The Mumbai Bench of the ITAT in a recent decision, Management Structure & Systems v. ITO, has elaborately discussed the law on when income from sale of shares is to be treated as business income and when it is to be treated as capital gains. The assessee was a private company engaged in “management consultancy, investment advisory and equity reserve research services”. It filed returns showing certain income from sale of shares as capital gains. The Assessing Officer on the other hand categorised the income as business income, as he concluded that the assessee’s activity in trading of shares was a business activity and the shares were not held as a capital asset but as stock-in-trade. It was not disputed that the assessee was not registered as a broker or sub-broker with any stock exchange – in the view of the AO, this was immaterial, while in the view of the assessee, this non-registration was urged to be conclusive of the fact that that the shares were not traded by the assessee as a business activity.
Allowing the assessee’s appeal, the Tribunal held that whether the activity of buying and selling of the shares is in the nature of trade or investment is a mixed question of law and fact; and importance has to be given to how the assessee’s books treat the shares. Following the decisions of the Supreme Court in Associated Industrial Development Co., 82 ITR 586, and H. Holck Larzsen, 160 ITR 67, as well as CBDT Circular No. 4/2007, the Tribunal approved a set of principles which could be applied in this regard. The same principles have also been reached by a co-ordinate Bench of the Tribunal in Gopal Purohit, 122 TTJ (Bom).
Accordingly, the position of law is that in determining whether the income arising from sale of shares is to be treated as business income or as capital gains, the following factors are relevant:
(1) What is the intention of the assessee at the time of purchase of the shares? The answer to this can be found out from the treatment given to the purchase in the assessee’s books of account.
(2) Has the assessee borrowed money to purchase the shares, and paid interest thereon? As per the Tribunal, money is generally borrowed to purchase goods for the purposes of trade and not for investing in an asset for retaining.
(3) What is the frequency of the purchases and disposals? As per the Tribunal, “If purchase and sale are frequent, or there are substantial transactions in that item, it would indicate trade. Habitual dealing in that particular item is indicative of intention of trade. Similarly, ratio between the purchases and sales and the holdings may show whether the assessee is trading or investing (high transactions and low holdings indicate trade whereas low transactions and high holdings indicate investment).”
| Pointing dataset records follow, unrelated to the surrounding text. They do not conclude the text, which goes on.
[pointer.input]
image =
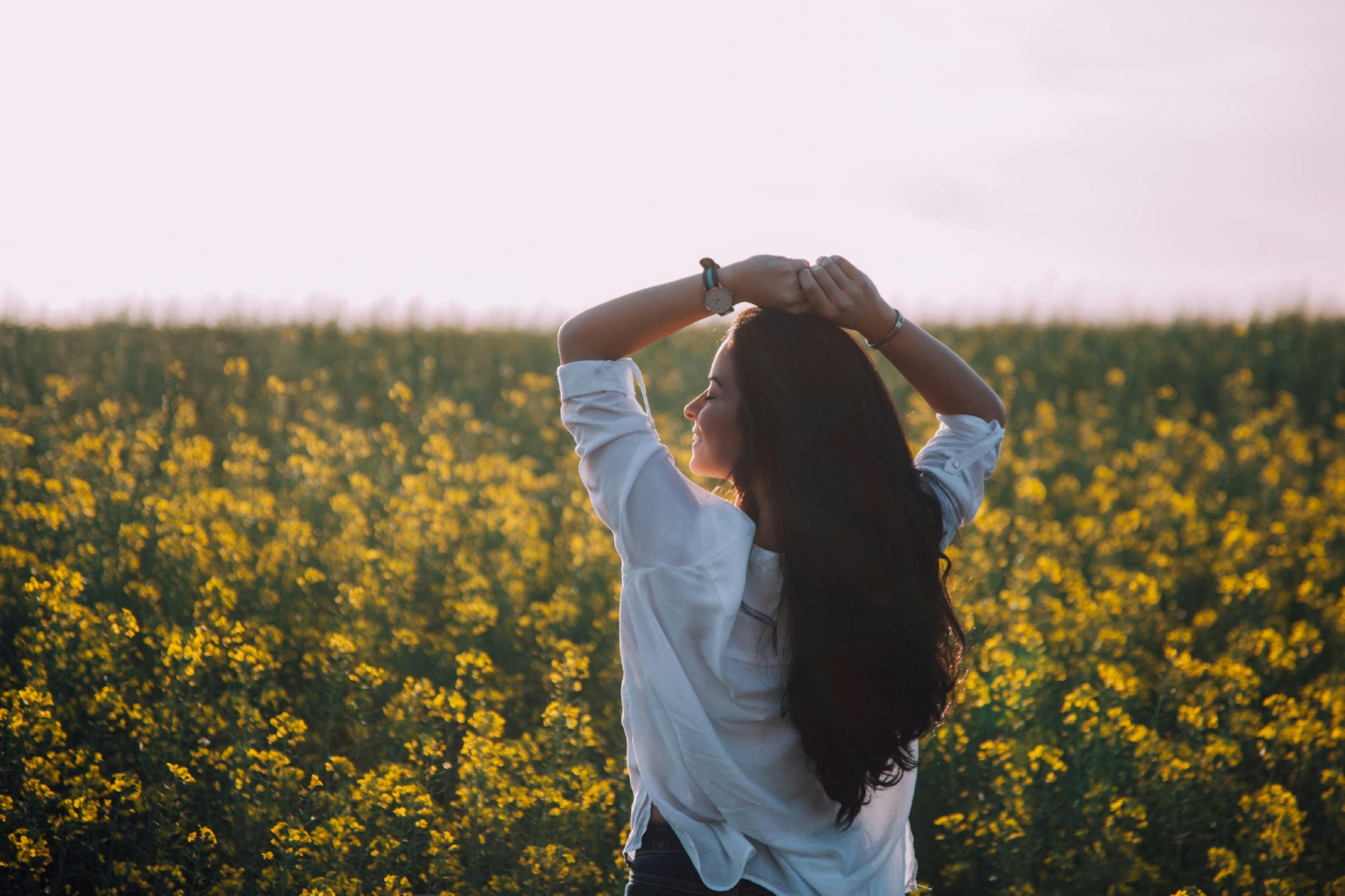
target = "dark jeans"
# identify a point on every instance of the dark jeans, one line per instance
(662, 867)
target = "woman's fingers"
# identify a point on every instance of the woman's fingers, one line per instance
(814, 293)
(838, 274)
(850, 270)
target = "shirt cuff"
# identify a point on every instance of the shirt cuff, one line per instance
(585, 377)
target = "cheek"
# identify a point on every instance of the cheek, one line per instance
(722, 425)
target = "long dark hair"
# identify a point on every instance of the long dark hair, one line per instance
(872, 639)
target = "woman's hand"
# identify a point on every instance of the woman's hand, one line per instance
(768, 281)
(841, 293)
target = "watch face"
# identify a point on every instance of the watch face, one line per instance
(718, 300)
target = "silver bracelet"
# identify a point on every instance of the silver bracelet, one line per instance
(888, 337)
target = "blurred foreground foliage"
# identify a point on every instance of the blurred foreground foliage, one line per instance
(296, 609)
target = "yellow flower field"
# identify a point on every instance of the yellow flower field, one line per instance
(300, 610)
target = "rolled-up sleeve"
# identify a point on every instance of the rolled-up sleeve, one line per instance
(657, 515)
(962, 454)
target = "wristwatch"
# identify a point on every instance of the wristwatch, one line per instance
(718, 299)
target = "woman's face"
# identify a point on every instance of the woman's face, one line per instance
(716, 442)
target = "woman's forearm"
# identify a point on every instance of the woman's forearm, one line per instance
(625, 326)
(940, 377)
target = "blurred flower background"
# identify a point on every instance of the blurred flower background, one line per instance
(300, 591)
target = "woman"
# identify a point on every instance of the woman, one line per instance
(782, 653)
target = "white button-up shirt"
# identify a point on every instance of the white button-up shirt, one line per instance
(703, 684)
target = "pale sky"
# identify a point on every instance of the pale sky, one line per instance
(519, 161)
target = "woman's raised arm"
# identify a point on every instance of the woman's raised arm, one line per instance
(625, 326)
(847, 297)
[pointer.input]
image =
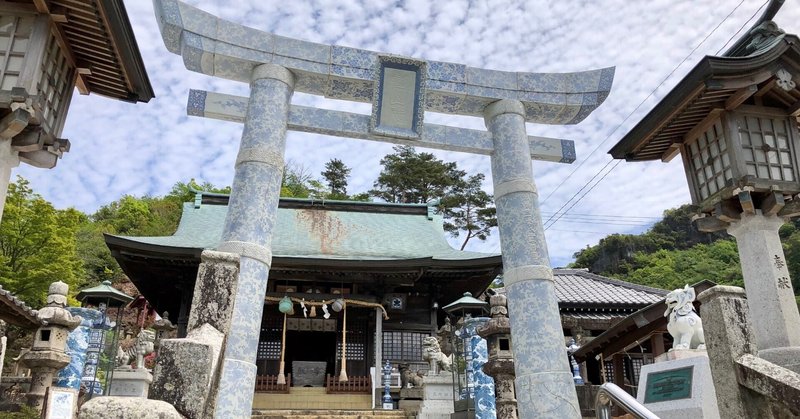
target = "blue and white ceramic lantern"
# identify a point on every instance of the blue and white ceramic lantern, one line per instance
(480, 384)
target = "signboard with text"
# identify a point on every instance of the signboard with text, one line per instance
(399, 99)
(669, 385)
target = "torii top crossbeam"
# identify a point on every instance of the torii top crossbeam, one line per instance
(400, 89)
(220, 48)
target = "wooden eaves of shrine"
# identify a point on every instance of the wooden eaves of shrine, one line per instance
(644, 331)
(733, 120)
(98, 42)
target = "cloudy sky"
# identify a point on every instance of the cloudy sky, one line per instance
(119, 148)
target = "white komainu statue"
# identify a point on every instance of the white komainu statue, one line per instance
(432, 353)
(684, 324)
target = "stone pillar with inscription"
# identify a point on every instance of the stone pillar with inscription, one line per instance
(769, 289)
(248, 230)
(541, 367)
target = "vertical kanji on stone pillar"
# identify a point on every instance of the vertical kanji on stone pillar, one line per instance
(248, 230)
(769, 288)
(542, 370)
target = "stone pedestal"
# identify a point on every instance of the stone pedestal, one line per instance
(129, 382)
(769, 289)
(437, 402)
(127, 408)
(729, 335)
(411, 400)
(184, 371)
(680, 386)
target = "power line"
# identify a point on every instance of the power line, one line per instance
(620, 125)
(742, 27)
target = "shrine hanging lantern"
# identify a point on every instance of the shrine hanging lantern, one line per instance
(750, 149)
(733, 119)
(286, 306)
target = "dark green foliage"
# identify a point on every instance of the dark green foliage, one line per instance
(615, 254)
(38, 245)
(416, 178)
(409, 177)
(470, 209)
(673, 253)
(335, 174)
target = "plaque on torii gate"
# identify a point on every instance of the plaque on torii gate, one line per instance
(401, 90)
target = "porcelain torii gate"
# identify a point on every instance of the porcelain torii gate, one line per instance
(401, 90)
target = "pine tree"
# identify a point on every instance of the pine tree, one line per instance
(335, 174)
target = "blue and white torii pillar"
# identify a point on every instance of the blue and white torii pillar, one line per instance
(401, 90)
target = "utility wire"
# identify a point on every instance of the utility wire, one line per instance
(742, 27)
(620, 125)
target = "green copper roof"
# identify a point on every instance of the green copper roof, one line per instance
(466, 302)
(103, 293)
(327, 230)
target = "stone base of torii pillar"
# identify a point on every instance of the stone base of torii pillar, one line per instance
(276, 66)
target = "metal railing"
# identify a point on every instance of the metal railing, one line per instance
(610, 392)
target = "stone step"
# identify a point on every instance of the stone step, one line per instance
(328, 414)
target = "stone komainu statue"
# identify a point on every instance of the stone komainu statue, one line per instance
(684, 324)
(432, 353)
(144, 345)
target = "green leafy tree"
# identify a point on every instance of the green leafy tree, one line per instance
(133, 216)
(415, 178)
(470, 209)
(614, 254)
(38, 245)
(298, 182)
(336, 174)
(670, 269)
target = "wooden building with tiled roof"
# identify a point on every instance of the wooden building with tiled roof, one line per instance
(592, 304)
(375, 255)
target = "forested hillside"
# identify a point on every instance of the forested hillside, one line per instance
(40, 244)
(673, 253)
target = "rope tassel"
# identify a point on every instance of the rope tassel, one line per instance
(343, 373)
(281, 375)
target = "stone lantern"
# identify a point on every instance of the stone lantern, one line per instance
(102, 297)
(48, 353)
(500, 365)
(733, 119)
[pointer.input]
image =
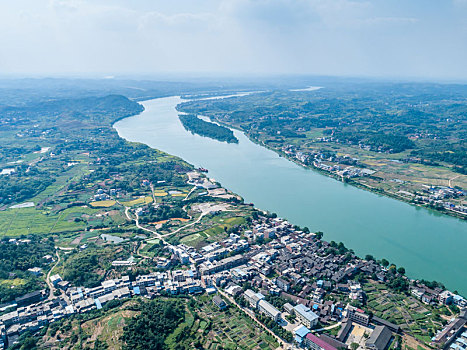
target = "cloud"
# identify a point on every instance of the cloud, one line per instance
(352, 37)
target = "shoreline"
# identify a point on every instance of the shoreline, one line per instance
(437, 213)
(351, 182)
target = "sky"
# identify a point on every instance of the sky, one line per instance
(424, 39)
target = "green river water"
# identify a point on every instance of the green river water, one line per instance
(429, 245)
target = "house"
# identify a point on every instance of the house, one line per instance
(313, 342)
(253, 298)
(36, 271)
(288, 307)
(357, 315)
(306, 317)
(300, 333)
(55, 279)
(283, 284)
(269, 310)
(219, 302)
(379, 338)
(445, 297)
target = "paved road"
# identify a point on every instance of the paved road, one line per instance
(47, 280)
(283, 345)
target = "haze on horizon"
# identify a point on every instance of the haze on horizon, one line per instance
(392, 39)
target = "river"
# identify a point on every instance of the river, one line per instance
(429, 245)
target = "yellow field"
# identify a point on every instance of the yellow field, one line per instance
(141, 200)
(104, 204)
(13, 283)
(160, 193)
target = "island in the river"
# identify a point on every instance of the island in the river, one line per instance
(201, 127)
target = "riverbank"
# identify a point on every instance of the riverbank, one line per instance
(368, 224)
(378, 191)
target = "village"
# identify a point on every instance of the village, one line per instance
(345, 168)
(311, 288)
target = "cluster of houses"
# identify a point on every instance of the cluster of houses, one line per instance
(344, 166)
(273, 258)
(196, 179)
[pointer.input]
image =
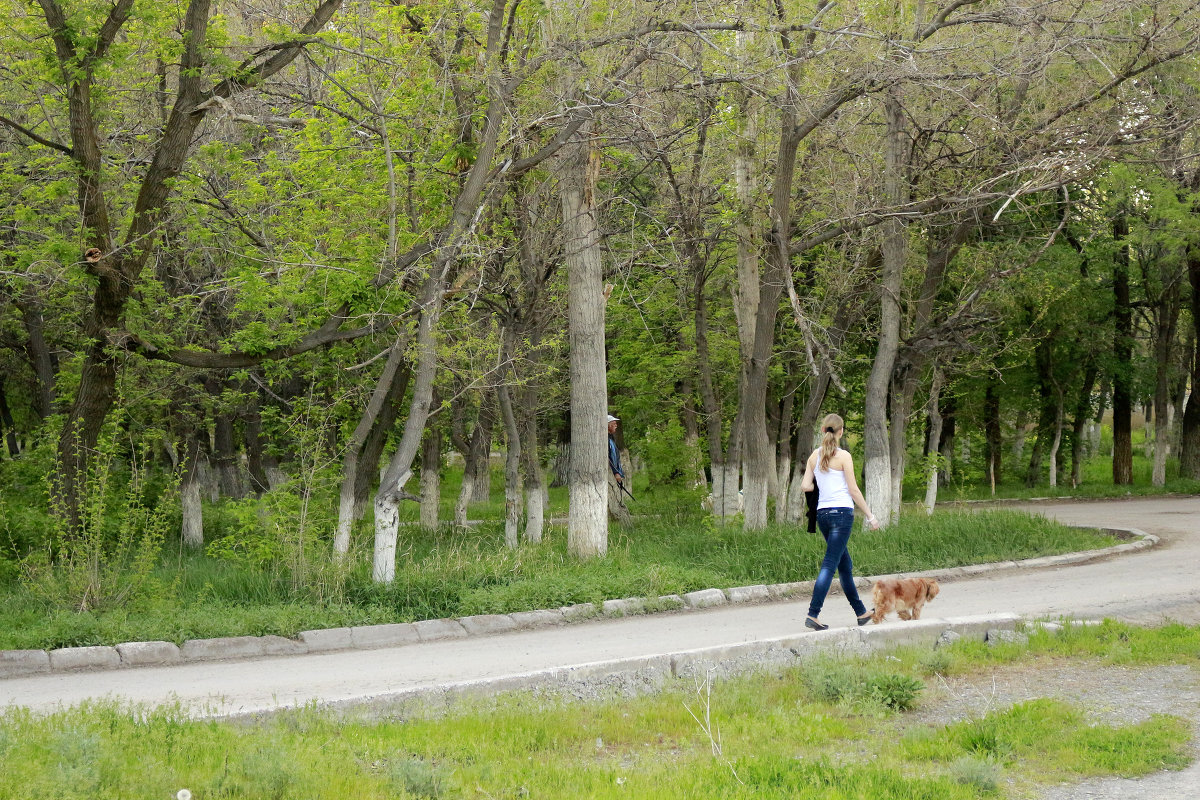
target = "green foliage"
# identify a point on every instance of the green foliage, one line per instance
(978, 774)
(863, 686)
(460, 572)
(670, 459)
(109, 559)
(418, 777)
(778, 741)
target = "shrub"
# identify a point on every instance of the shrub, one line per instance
(979, 774)
(109, 558)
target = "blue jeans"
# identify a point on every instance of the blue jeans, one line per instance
(835, 524)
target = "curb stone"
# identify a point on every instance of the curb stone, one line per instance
(642, 674)
(15, 663)
(70, 659)
(143, 654)
(755, 594)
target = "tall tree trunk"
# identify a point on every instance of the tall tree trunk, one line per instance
(1189, 447)
(587, 533)
(1057, 438)
(363, 452)
(904, 390)
(819, 386)
(935, 435)
(1122, 358)
(400, 467)
(513, 488)
(535, 482)
(431, 475)
(946, 445)
(226, 457)
(252, 432)
(877, 467)
(991, 432)
(190, 494)
(725, 486)
(117, 266)
(6, 421)
(784, 456)
(40, 355)
(481, 462)
(1167, 319)
(760, 458)
(1047, 395)
(477, 475)
(1081, 417)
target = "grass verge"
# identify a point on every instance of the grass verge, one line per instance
(460, 572)
(825, 729)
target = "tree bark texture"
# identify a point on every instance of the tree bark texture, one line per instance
(361, 458)
(1080, 420)
(935, 434)
(1167, 316)
(190, 494)
(118, 269)
(1189, 447)
(993, 435)
(513, 487)
(531, 463)
(431, 476)
(400, 467)
(587, 534)
(877, 467)
(1122, 358)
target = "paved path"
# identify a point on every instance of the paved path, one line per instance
(1145, 588)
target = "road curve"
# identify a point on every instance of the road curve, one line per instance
(1147, 587)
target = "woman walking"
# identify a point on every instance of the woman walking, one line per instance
(832, 470)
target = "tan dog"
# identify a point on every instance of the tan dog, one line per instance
(905, 596)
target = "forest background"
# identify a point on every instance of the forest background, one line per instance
(277, 277)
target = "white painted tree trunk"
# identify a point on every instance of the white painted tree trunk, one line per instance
(534, 479)
(877, 468)
(347, 504)
(513, 487)
(400, 468)
(190, 500)
(587, 531)
(1056, 443)
(935, 434)
(431, 480)
(725, 491)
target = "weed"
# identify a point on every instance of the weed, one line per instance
(979, 774)
(417, 777)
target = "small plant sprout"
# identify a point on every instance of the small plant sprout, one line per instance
(705, 692)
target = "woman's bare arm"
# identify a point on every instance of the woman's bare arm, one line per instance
(847, 468)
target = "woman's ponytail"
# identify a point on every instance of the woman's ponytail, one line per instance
(829, 428)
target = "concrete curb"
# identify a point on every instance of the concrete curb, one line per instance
(18, 663)
(653, 672)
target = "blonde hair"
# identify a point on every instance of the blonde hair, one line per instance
(829, 428)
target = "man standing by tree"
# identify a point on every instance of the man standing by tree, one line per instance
(617, 509)
(613, 453)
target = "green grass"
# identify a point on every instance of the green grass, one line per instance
(461, 572)
(1096, 479)
(781, 735)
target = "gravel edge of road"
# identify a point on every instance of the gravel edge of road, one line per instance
(21, 663)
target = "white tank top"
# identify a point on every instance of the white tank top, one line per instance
(832, 486)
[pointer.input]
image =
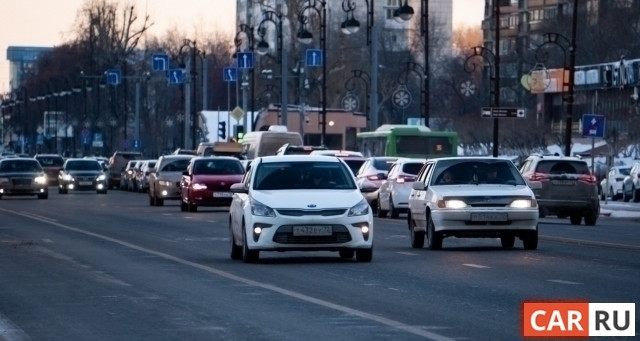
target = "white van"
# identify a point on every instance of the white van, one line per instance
(264, 143)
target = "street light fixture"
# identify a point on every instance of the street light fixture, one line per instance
(565, 44)
(305, 37)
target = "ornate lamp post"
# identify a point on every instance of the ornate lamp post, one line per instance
(305, 37)
(565, 45)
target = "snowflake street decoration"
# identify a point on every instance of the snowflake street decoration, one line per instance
(467, 88)
(350, 102)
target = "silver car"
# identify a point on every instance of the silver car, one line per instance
(164, 179)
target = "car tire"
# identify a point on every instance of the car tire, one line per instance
(575, 219)
(530, 240)
(248, 255)
(364, 255)
(417, 237)
(236, 251)
(392, 210)
(434, 239)
(346, 254)
(380, 212)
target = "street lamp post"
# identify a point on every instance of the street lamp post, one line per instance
(262, 47)
(564, 44)
(305, 37)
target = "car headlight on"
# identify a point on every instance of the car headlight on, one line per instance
(524, 203)
(260, 209)
(452, 203)
(199, 186)
(361, 208)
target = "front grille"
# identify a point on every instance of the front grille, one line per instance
(284, 235)
(300, 213)
(22, 181)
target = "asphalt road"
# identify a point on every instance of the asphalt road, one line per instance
(110, 267)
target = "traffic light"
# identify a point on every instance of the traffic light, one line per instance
(238, 132)
(222, 130)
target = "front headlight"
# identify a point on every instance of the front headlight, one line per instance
(452, 203)
(260, 209)
(361, 208)
(524, 203)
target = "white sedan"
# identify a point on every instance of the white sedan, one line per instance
(300, 203)
(472, 197)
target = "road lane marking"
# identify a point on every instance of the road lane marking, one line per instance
(477, 266)
(563, 282)
(337, 307)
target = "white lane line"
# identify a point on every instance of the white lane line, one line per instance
(563, 282)
(382, 320)
(477, 266)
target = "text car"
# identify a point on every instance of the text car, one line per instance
(472, 197)
(82, 175)
(207, 180)
(300, 202)
(23, 176)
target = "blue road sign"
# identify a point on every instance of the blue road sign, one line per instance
(230, 74)
(593, 125)
(245, 60)
(114, 76)
(175, 76)
(160, 62)
(314, 57)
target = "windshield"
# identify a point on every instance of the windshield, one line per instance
(303, 175)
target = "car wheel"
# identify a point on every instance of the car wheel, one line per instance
(507, 242)
(434, 239)
(392, 210)
(575, 219)
(248, 256)
(530, 240)
(380, 212)
(364, 255)
(417, 237)
(236, 251)
(346, 254)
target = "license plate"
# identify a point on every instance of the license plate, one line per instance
(489, 217)
(563, 182)
(312, 230)
(222, 194)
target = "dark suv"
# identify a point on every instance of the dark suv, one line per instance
(564, 186)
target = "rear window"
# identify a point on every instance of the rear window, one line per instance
(562, 167)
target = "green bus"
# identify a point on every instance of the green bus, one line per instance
(408, 141)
(4) Is the purchase and sale made for realizing profit, or for retention and appreciation in its value? The former is indicative of the purchases being part of trade; and the latter is indicative of the purchases being an investment. Furthermore, it would be relevant to ask whether the intention behind the purchase was to enjoy dividend, or merely to earn profit on sale of shares. Importantly, a commercial motive is an essential ingredient of trade in this context.
(5) The Tribunal also considered that if the items in question were valued at cost, it would indicate that they were investments. Where they were valued at cost or market value or net realizable value, whichever is less, it will indicate that items were treated as stock-in-trade.(6) Finally, it would be relevant to consider how the assessee is authorized in its Memorandum / Articles.